B. Proceedings relating to the applicant’s
complaints that his and his late parents’ property had been
embezzled
- According
to the applicant, shortly after his arrest in 1995 his personal
belongings and the property of companies founded by him were
embezzled by the domestic authorities. Although he complained
quickly, the investigation was initiated only in June 1996 and
subsequently was terminated as no person responsible had been
identified.
- On
14 February 2001 the applicant requested the trial court to take
measures to preserve the property of his late parents. According to
him, the court rejected this request as it lacked clarity; all his
subsequent, allegedly clarified, requests were disregarded by the
trial court.
- On
9 April 2004 the applicant requested the trial court to return to him
certain items of his property which had been seized by the
investigator as evidence in the criminal proceedings against him.
According to the applicant, the court disallowed this request.
C. Request for a copy of the case file
- By
letters of 12 May, 1 July and 15 December 2003, 24 September 2004 and
30 July 2009 the Registry requested the applicant to provide the
copies of certain documents in his case. The applicant, in his turn,
requested on several occasions the copies of the abovementioned and
other documents but in vain. For instance, on 25 February 2008 the
applicant’s lawyer requested the Chervonozavodskyy District
Court of Kharkiv to make a copy of the case file. On 15 April 2008
the court rejected the request as not based on law. Eventually
however the applicant provided the Registry with the necessary
documents.
II. RELEVANT DOMESTIC LAW
- Provisions
of the Code of Criminal Procedure of 28 December 1960 on preventive
measures are set out in Nevmerzhitsky
v. Ukraine (no. 54825/00, §
54, ECHR 2005 II (extracts)).
THE LAW
I. ALLEGED VIOLATION OF ARTICLE 5 § 3 OF THE
CONVENTION
- The
applicant complained that the length of him detention on remand had
been excessive. He relied on Article 5 § 3 of the Convention,
which, in so far as relevant, reads as follows:
“Everyone arrested or detained in accordance with
the provisions of paragraph 1 (c) of this Article shall be ...
entitled to trial within a reasonable time or to release pending
trial. Release may be conditioned by guarantees to appear for trial.”
A. Admissibility
- The Government pleaded that the complaint is partly
inadmissible. In particular, they maintained that, for the purposes
of Article 5 § 3 of the Convention, the applicant had been
detained (i) from 9 July 1995 (when he had been arrested)

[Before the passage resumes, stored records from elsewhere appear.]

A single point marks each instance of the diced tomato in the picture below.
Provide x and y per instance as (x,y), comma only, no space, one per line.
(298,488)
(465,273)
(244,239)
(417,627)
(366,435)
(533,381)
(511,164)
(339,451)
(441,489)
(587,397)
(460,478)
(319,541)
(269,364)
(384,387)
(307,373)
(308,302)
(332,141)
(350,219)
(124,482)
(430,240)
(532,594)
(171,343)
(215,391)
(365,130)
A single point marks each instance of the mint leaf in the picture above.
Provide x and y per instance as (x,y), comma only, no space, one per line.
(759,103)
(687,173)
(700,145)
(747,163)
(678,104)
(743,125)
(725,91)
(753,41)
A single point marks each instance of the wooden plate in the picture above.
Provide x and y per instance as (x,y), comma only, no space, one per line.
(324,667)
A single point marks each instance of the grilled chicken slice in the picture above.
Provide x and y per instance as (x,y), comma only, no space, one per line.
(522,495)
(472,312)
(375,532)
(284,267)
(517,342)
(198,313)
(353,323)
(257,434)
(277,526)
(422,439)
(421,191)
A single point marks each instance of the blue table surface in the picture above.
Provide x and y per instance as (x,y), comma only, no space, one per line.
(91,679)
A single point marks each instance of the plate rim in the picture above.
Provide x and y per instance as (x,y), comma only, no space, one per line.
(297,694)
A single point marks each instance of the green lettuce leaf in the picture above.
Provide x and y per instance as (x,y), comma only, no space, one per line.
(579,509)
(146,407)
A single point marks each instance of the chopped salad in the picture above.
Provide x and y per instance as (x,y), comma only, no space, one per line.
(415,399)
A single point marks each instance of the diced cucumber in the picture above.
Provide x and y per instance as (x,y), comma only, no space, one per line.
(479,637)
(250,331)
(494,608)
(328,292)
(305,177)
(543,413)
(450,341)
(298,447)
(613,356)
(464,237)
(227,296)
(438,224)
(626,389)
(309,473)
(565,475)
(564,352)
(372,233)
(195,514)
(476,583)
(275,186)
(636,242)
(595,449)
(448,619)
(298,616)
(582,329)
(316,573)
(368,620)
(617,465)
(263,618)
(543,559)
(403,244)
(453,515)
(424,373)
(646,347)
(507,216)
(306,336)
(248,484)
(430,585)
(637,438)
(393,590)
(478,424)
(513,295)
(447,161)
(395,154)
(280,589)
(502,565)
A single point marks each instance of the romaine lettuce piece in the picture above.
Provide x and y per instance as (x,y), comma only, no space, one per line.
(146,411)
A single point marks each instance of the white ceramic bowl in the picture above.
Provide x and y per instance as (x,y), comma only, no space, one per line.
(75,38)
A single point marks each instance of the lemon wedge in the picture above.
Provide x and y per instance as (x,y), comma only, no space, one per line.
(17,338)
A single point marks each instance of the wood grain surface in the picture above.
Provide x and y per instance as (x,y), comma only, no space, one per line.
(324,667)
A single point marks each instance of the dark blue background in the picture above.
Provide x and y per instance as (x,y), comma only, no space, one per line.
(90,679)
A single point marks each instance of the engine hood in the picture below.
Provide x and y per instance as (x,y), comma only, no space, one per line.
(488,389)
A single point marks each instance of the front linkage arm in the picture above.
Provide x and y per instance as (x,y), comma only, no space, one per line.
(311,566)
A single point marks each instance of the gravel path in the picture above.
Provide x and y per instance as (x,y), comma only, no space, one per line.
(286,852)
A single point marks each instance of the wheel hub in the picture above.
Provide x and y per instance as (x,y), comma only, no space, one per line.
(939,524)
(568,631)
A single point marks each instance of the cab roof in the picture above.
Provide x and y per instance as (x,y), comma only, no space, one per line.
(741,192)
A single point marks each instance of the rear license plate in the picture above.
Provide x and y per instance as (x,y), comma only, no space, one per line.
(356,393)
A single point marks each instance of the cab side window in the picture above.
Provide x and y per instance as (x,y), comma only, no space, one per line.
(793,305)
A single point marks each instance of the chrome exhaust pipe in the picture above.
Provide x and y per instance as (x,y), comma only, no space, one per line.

to 24 March 1999 (when he had been released), (ii) from 12
October 2000 (when he had been remanded in custody again) to
25 December 2001 (the applicant’s first conviction) and
(iii) from 7 November 2002 (when the first conviction
had been quashed) to 27 April 2004 (when he had been convicted for
the second time). Given that the application had been lodged on
8 April 2003, they
argued that the first
two periods were out of the six-month period.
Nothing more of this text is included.